The 15 minutes also pays off in the long term, according to the coalition. Students who eat breakfast at school will miss less class, do better in math and are more likely to graduate.
Kennewick schools, which started last year, reported similar results. They are providing food in the classroom at Amistad, Canyon View, Eastgate, Southgate, Edison, Fuerza, Hawthorne, Vista and Washington elementary schools.
At Westgate elementary, Highlands and Park middle schools and Kennewick High, students will be able to grab breakfast from the cafeteria and bring it back to the classroom.
State education leaders are expected to tour the district’s program this fall.
Richland is finding similar success. They began letting students eat in their classrooms at Jefferson Elementary three years ago, and started a second program at Marcus Whitman.
This year, Richland plans to expand it to other students.

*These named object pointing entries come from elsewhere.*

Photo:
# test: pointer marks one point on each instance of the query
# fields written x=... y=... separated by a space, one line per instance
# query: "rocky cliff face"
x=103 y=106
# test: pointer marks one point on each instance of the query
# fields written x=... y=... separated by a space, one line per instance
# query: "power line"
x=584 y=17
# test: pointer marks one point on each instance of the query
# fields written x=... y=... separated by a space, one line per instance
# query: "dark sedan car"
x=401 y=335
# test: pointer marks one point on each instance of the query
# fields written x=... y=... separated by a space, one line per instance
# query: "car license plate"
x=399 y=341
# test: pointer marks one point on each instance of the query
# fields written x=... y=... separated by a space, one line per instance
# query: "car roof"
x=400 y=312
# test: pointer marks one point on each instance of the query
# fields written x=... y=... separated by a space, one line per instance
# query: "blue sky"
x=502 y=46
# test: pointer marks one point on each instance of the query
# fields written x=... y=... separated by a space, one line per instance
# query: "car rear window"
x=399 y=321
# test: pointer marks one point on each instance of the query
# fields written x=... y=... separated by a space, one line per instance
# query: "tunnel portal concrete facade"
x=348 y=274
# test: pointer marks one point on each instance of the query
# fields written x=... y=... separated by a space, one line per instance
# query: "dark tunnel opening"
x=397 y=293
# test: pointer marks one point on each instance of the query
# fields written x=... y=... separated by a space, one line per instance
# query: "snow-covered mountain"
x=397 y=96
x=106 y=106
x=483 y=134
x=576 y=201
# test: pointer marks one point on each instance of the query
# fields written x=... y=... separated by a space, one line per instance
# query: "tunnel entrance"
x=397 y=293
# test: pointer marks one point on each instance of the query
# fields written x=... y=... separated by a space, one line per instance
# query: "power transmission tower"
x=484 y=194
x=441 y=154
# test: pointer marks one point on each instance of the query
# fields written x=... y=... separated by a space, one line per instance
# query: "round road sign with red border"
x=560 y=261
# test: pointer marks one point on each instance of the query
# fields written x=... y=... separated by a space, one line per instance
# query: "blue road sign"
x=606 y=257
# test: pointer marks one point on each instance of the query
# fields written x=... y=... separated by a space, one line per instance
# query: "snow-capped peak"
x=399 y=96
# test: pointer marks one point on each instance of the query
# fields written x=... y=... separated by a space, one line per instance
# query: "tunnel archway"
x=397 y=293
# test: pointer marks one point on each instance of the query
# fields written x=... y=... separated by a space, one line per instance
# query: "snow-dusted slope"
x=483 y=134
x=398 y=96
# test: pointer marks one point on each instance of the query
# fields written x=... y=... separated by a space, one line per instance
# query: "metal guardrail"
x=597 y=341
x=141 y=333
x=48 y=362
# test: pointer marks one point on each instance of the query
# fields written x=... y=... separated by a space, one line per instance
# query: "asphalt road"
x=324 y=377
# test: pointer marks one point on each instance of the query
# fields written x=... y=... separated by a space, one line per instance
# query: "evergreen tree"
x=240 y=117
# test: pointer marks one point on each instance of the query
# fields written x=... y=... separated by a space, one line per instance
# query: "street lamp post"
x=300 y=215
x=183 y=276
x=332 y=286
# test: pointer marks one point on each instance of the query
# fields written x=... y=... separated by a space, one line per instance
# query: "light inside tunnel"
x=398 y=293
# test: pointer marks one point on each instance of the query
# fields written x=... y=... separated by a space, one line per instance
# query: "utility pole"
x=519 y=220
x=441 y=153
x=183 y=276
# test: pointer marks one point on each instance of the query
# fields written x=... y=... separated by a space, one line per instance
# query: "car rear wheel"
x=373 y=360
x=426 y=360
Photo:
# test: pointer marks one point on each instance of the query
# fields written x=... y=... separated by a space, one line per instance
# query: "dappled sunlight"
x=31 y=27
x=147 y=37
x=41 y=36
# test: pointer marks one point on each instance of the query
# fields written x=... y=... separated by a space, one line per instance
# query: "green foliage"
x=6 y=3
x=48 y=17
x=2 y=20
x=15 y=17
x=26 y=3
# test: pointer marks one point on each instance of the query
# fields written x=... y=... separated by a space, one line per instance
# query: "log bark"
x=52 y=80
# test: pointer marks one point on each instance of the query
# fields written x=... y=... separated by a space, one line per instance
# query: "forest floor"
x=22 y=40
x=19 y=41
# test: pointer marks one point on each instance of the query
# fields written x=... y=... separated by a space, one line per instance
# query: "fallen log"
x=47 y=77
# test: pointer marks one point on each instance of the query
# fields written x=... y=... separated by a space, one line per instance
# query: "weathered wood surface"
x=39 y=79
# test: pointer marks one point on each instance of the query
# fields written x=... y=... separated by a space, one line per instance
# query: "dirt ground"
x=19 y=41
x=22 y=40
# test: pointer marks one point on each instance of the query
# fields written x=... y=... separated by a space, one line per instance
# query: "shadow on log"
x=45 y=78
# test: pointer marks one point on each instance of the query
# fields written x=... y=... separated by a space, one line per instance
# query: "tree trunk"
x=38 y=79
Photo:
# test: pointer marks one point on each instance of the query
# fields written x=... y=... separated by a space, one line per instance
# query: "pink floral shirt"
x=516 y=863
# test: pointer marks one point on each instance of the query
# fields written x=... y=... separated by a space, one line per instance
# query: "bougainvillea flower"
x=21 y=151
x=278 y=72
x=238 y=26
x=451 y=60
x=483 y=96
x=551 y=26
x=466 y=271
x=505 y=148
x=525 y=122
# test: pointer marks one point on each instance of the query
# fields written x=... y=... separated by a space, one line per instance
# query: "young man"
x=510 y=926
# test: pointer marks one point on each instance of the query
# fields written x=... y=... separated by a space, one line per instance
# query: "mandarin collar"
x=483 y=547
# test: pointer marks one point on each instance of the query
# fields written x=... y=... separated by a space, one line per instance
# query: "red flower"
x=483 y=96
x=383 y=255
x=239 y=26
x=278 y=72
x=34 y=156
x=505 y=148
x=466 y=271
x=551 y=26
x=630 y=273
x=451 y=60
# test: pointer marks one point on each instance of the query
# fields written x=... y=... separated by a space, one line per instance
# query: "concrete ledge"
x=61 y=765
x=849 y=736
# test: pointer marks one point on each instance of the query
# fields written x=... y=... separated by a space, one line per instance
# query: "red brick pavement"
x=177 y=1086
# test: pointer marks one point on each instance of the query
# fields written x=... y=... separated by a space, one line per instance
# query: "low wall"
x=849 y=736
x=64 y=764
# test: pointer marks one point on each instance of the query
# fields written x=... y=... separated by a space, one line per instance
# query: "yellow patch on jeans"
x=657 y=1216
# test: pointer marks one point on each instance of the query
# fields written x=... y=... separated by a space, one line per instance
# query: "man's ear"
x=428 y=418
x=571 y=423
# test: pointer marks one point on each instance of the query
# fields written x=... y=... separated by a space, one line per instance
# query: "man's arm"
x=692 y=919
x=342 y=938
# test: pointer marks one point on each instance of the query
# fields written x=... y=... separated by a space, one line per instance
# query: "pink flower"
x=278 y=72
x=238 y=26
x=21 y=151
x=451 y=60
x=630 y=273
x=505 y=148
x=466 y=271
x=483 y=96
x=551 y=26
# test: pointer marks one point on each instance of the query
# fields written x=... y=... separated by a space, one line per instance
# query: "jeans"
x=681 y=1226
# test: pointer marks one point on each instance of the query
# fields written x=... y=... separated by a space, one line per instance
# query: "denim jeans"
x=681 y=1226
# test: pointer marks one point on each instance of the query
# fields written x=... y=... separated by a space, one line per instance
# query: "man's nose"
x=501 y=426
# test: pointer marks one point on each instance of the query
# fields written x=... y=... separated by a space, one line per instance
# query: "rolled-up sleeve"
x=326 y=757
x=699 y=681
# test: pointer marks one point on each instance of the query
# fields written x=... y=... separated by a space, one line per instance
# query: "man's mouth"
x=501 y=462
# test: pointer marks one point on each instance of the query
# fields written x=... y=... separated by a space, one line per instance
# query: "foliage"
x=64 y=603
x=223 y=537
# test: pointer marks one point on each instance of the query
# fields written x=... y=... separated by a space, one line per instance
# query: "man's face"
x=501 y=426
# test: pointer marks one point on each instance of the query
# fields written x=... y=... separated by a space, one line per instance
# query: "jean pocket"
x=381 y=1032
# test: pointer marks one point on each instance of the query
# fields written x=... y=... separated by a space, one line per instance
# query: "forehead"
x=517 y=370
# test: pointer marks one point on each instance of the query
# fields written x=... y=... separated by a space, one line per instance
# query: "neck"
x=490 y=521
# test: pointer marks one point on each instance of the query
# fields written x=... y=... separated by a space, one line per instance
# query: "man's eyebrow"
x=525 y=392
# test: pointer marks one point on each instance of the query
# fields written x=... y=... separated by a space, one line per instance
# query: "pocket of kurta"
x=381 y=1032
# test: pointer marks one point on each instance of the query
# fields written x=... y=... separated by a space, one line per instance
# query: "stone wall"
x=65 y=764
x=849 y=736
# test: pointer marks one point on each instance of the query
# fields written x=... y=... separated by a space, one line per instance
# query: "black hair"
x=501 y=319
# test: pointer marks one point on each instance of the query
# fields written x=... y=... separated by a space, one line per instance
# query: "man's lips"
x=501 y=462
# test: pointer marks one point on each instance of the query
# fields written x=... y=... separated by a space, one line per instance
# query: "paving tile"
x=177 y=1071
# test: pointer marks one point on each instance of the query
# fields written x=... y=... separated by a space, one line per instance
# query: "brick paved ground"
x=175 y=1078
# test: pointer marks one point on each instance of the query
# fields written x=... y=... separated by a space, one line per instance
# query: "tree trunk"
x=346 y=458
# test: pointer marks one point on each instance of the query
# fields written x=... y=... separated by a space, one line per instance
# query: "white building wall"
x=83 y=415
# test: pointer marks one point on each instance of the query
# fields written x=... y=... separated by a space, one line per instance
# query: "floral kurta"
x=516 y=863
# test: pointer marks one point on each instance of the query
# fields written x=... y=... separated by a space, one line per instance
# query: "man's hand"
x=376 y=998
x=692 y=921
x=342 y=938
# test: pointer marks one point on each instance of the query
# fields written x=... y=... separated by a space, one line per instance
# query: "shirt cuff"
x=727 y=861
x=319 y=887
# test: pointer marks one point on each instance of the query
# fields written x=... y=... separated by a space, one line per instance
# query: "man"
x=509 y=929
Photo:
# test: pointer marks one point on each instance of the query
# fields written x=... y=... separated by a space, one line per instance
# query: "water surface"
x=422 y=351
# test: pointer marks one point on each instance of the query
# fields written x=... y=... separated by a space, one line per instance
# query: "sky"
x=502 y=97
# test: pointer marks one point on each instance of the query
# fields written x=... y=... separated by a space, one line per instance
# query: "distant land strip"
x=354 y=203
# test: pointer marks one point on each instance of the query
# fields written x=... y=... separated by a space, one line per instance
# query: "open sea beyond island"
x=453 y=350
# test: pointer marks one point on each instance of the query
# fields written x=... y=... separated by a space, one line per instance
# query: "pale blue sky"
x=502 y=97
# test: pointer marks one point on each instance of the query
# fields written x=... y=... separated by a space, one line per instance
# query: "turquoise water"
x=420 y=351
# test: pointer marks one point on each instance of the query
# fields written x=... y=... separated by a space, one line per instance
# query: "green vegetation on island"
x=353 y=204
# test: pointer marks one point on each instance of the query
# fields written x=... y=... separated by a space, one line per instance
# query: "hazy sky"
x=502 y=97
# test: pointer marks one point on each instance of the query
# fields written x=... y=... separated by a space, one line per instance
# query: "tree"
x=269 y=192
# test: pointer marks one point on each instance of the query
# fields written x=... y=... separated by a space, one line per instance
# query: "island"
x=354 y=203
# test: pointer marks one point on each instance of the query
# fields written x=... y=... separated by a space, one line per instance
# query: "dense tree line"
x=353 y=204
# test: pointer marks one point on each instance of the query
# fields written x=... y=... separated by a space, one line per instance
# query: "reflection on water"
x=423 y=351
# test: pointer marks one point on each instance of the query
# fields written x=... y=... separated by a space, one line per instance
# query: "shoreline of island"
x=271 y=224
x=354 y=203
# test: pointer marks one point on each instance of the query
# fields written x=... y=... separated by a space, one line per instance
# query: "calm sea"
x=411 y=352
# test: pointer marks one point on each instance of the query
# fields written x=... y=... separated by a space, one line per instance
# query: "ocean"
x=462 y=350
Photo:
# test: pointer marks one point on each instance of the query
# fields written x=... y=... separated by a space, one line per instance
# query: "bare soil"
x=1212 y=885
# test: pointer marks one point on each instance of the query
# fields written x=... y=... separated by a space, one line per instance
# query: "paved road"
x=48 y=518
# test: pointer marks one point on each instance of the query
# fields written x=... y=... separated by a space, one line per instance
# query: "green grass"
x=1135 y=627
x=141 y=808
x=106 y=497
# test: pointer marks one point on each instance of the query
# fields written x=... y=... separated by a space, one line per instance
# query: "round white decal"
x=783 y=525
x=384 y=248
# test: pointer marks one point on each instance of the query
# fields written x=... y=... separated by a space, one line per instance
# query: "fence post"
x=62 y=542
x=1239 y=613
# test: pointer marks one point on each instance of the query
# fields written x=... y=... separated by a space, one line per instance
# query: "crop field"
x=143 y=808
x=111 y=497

Pasco has been letting students bring food back to the classroom for five years. About three quarters of the district’s students receive financial assistance for reduced-price or free meals.
Students in Finley’s River View High, Kennewick High, Pasco’s high schools and Richland’s River’s Edge High School will also get food.
The breakfasts that students are provided must follow U.S. Department of Agriculture guidelines for meals.
“All school breakfasts must include a whole grain, fruit, vegetable or 100 percent juice and milk,” No Kid Hungry wrote as part of a flier aimed at helping principals explain the program.
No Kid Hungry also says the programs don’t lead to overeating. A 2015 study published in the Journal of the Academy of Nutrition and Dietetics found breakfast in the classroom doesn’t lead to an unexpected spike in calorie intake.